Ces procédés, de revenge porn, de publications massives de photos de filles et de femmes sans leur accord, se transforment ainsi en un outil de domination et de perversion.
Les moyens de lutter contre le cyberharcèlement sont toutefois peu nombreux. Un site de signalement sur le site du ministère de l’intérieur existe (2), et des signalements peuvent être directement envoyés sur les plateformes concernées, mais ceci ne suffit évidemment pas à protéger ces jeunes femmes.
Comme c’est souvent le cas en matière de respect des droits des filles et des femmes, c’est grâce à des femmes courageuses et empathiques qui prennent des initiatives que des solutions sont envisagées, à défaut de pouvoir compter sur de véritables politiques publiques de protection et de prévention, notamment contre les cyberviolences sexistes. Ainsi, une jeune femme de 21 ans, Stanley (pseudo instagram : stanley_mc) a pris l’initiative d’oeuvrer toute seule pour reporter les groupes et tenter d’apporter une aide psychologique et légale (elle est accompagnée d’une avocate) aux jeunes femmes, elle a créé le collectif StopFisha, et a été très vite rejointe par de nombreuses femmes de 18 à 50 ans.
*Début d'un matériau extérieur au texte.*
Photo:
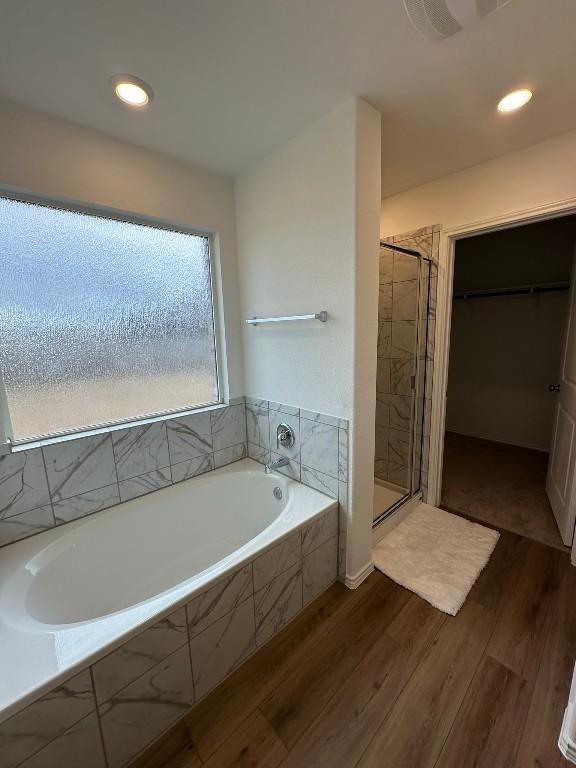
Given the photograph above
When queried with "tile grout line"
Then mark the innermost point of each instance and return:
(51, 501)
Cette initiative, aussi importante qu’incroyable et qui témoigne de beaucoup de courage et de force, n’aurait donc pas dû être entreprise par des femmes seules, mais par des professionnel.le.s commissionné.e.s par l’Etat.
La violence sexiste vit avec son temps, elle est en perpétuelle mutation, s’adapte aux nouveaux outils technologiques, le problème de fond reste la culture du viol dont ces comportements ne sont qu’une des multiples expressions. Si cela appelle des initiatives de lutte contre les cyberviolences sexistes, cela doit bien sûr être accompagné d’une remise en question structurelle de nos éducations et plus largement de notre société, le but étant de s’attaquer à la racine du mal, qui permet et légitime ces violences : la misogynie, la haine des filles et des femmes. L’éducation à l’égalité, au respect de chacun.e, la prévention, dont la répression des agresseurs doit être le corollaire, sont les solutions urgentes à mettre en place partout si on veut en finir avec ces pratiques destructrices !
Christine et Sarah Tarabay
Bibliographie
2. Site ministère signalement cyberharcèlement : https://www.demarches.interieur.gouv.fr/particuliers/harcelement-ligne
Chapitre 5. Genre et violences à l’école : défaire les stéréotypes sexués à l’école. Johanna Dagorn & Stéphane Rubi, Armand Colin, U, 2016, p 83-99.